At 14:19 1/6/02, Joel Wilcox wrote:
[snip]
The thing we have to remember is that distinctions between an A and even a
C rating in Gary's tests are subtle for most of us mere mortals. We talk
about these results as though they are things seen and known, but most of
us will not see them easily or at all.
Joel has a good point to which I'll add a caveat:
How much worry should be spent about "MTF" grading depends on film
granularity and level of enlargement. Even if Gary did the testing
aerially with the lenses dismounted to measure a pure lens MTF, that would
be the lens alone. In a photograph, it's the entire *system* MTF that
counts. This includes confounding by the effect of *film* MTF. If making
prints, it is further confunded by enlarger lens and print granularity! In
projecting to a screen, the projector lens likewise has an effect. [This,
BTW, is a good reason for having an excellent projector lens; it *makes* a
difference!] When using anything but extremely fine-grain film, the
difference from A to C likely cannot be detected even when looking at the
film itself (transparency or negative; not a print which further confounds
lens MTF).
I don't worry down to about the B ratings. At B- and below I know it may
be a little softer; a slight loss of extremely fine detail. Reason? I'm
often pushing limits to create images capable of enlargement to 8x12 and
11x16 prints from the finest grained ISO 50 to ISO 100 films. However, it
also requires tightening up all possible sources that degrade image sharpness:
- using a tripod
- tripping shutter in a manner that doesn't induce vibration
- being more exacting about DoF boundaries,
then selecting aperture and setting focus appropriately
- selecting labs that convey maximum sharpness from film to prints
.
.
.
When making images I know are destined for small prints I don't worry
nearly that much about system MTF other than using a good lab.

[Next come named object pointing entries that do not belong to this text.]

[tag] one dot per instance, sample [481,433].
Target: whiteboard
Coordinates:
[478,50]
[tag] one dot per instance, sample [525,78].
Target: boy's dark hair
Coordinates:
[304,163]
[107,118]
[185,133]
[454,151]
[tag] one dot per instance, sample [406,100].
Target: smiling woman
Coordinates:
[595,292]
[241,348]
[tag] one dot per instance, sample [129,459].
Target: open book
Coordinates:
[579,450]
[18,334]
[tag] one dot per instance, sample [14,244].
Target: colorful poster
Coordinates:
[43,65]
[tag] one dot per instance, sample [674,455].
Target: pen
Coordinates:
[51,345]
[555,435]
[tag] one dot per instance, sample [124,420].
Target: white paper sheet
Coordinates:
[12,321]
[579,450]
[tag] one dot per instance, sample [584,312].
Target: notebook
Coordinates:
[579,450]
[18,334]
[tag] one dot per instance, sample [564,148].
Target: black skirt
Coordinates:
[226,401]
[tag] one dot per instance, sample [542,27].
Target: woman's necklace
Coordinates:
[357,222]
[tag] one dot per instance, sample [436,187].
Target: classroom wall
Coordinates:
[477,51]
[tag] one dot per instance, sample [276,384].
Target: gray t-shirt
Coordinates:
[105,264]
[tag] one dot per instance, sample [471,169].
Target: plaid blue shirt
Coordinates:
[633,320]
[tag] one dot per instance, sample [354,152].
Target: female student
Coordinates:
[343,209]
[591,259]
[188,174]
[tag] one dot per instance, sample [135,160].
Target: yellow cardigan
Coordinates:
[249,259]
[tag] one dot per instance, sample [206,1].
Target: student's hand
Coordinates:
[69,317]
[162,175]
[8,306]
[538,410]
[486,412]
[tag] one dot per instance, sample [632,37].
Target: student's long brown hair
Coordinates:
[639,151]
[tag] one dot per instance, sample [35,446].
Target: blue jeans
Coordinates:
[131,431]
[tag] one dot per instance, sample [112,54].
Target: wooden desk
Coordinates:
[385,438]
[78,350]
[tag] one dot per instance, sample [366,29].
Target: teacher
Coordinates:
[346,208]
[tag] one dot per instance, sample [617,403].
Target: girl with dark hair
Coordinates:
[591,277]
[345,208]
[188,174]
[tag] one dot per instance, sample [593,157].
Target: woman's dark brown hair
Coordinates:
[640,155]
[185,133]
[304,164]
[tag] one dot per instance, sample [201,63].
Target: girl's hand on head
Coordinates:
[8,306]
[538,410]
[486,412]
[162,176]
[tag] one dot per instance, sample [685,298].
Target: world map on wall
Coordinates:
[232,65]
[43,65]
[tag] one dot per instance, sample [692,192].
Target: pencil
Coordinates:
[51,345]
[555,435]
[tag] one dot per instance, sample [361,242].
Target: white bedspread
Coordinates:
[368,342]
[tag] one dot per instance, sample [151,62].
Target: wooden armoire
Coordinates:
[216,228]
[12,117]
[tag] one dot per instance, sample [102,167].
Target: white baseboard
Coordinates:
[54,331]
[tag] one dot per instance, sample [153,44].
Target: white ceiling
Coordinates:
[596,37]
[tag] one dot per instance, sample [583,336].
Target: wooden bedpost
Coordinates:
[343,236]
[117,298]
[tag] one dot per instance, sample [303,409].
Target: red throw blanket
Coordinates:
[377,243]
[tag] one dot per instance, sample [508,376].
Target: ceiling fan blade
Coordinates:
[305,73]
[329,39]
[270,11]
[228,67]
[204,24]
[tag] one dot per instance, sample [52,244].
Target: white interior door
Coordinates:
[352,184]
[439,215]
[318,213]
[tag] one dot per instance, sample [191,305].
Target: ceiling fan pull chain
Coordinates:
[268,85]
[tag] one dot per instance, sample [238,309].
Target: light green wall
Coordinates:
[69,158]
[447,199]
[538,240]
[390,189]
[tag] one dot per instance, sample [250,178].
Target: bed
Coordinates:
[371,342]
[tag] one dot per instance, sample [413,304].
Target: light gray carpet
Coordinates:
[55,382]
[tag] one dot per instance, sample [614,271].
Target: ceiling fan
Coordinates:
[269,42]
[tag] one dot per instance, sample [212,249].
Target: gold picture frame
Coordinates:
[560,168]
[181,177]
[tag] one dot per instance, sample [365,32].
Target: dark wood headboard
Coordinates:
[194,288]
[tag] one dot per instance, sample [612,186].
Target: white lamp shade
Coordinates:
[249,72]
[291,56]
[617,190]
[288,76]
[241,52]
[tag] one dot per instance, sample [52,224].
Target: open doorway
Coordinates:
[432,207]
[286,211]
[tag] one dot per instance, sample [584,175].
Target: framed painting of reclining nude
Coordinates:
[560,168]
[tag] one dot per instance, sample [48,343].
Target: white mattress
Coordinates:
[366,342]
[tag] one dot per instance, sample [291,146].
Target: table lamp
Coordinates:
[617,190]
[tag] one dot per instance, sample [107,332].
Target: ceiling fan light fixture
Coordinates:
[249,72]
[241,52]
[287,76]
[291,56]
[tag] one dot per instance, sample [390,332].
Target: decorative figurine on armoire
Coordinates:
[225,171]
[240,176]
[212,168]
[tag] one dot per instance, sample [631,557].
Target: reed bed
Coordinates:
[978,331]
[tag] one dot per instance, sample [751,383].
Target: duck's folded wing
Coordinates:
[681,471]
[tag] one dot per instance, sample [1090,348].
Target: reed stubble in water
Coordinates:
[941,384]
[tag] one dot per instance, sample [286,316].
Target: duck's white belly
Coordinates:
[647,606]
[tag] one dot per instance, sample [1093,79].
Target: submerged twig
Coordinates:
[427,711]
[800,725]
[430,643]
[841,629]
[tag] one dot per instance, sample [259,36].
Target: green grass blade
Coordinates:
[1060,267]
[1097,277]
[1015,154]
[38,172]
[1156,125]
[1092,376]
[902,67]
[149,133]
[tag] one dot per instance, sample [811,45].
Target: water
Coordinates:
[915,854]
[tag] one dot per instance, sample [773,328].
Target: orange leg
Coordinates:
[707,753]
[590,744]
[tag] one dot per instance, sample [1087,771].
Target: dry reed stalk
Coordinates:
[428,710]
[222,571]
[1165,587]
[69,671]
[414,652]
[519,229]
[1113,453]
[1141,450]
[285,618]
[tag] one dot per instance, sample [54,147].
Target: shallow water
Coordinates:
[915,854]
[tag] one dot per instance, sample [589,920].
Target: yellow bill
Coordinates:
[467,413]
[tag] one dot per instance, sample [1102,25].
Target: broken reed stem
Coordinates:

Instead we'll be looking at a facial expression, something that indicates
a tripod should have been used, the rendering of the the blue of the sky,
etc. (which is as it should be).
Joel W.
This is the other half of what makes or breaks a good photograph, and for
most it's the first thing evaluated! A weak photograph with maximized
system MTF is a highly resolved, high contrast, weak photograph.